Department of Zoology, Victorian Centre for Aquatic Pollution Identification and Management (CAPIM), The University of Melbourne, Victoria 3010, Australia.
Front Zool. 2013 Aug 7;10(1):45. doi: 10.1186/1742-9994-10-45.
Invertebrate communities are central to many environmental monitoring programs. In freshwater ecosystems, aquatic macroinvertebrates are collected, identified and then used to infer ecosystem condition. Yet the key step of species identification is often not taken, as it requires a high level of taxonomic expertise, which is lacking in most organizations, or species cannot be identified as they are morphologically cryptic or represent little known groups. Identifying species using DNA sequences can overcome many of these issues; with the power of next generation sequencing (NGS), using DNA sequences for routine monitoring becomes feasible.
In this study, we test if NGS can be used to identify species from field-collected samples in an important bioindicator group, the Chironomidae. We show that Cytochrome oxidase I (COI) and Cytochrome B (CytB) sequences provide accurate DNA barcodes for chironomid species. We then develop a NGS analysis pipeline to identifying species using megablast searches of high quality sequences generated using 454 pyrosequencing against comprehensive reference libraries of Sanger-sequenced voucher specimens. We find that 454 generated COI sequences successfully identified up to 96% of species in samples, but this increased up to 99% when combined with CytB sequences. Accurate identification depends on having at least five sequences for a species; below this level species not expected in samples were detected. Incorrect incorporation of some multiplex identifiers (MID's) used to tag samples was a likely cause, and most errors could be detected when using MID tags on forward and reverse primers. We also found a strong quantitative relationship between the number of 454 sequences and individuals showing that it may be possible to estimate the abundance of species from 454 pyrosequencing data.

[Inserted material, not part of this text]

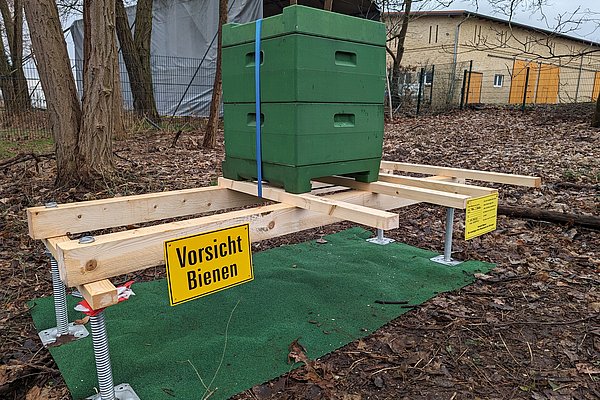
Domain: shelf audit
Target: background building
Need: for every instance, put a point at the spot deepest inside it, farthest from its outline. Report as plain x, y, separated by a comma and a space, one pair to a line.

Next generation sequencing using two genes was successful for identifying chironomid species. However, when detecting species from 454 pyrosequencing data sets it was critical to include known individuals for quality control and to establish thresholds for detecting species. The NGS approach developed here can lead to routine species-level diagnostic monitoring of aquatic ecosystems.
无脊椎动物群落是许多环境监测计划的核心。在淡水生态系统中,采集水生大型无脊椎动物,进行鉴定,然后用于推断生态系统状况。然而,关键的物种鉴定步骤通常未被采用,因为这需要高水平的分类学专业知识,而大多数组织都缺乏这种知识,或者因为物种无法被鉴定,因为它们在形态上是隐秘的,或者代表着鲜为人知的群体。使用 DNA 序列鉴定物种可以克服许多这些问题;随着下一代测序(NGS)的发展,使用 DNA 序列进行常规监测变得可行。
在这项研究中,我们测试了 NGS 是否可用于鉴定重要生物指标类群摇蚊科的野外采集样本中的物种。我们表明,细胞色素氧化酶 I(COI)和细胞色素 B(CytB)序列为摇蚊物种提供了准确的 DNA 条码。然后,我们开发了一种 NGS 分析管道,通过对高质量序列进行 mega blast 搜索来识别物种,这些高质量序列是使用 454 焦磷酸测序生成的,针对的是 Sanger 测序凭证标本的综合参考文库。我们发现,454 生成的 COI 序列可成功识别样本中高达 96%的物种,但当与 CytB 序列结合使用时,这一比例增加到 99%。准确的鉴定取决于每个物种至少有五个序列;低于这个水平,预计在样本中不会出现的物种就会被检测到。可能的原因是一些用于标记样本的多重标识符(MID)的不正确合并,并且当在正向和反向引物上使用 MID 标签时,大多数错误都可以被检测到。我们还发现 454 序列的数量与个体数量之间存在很强的定量关系,表明可能可以从 454 焦磷酸测序数据估计物种的丰度。
使用两个基因的下一代测序成功地用于鉴定摇蚊物种。然而,当从 454 焦磷酸测序数据集检测物种时,必须包含已知个体以进行质量控制,并建立检测物种的阈值。这里开发的 NGS 方法可以导致对水生生态系统的常规物种水平诊断监测。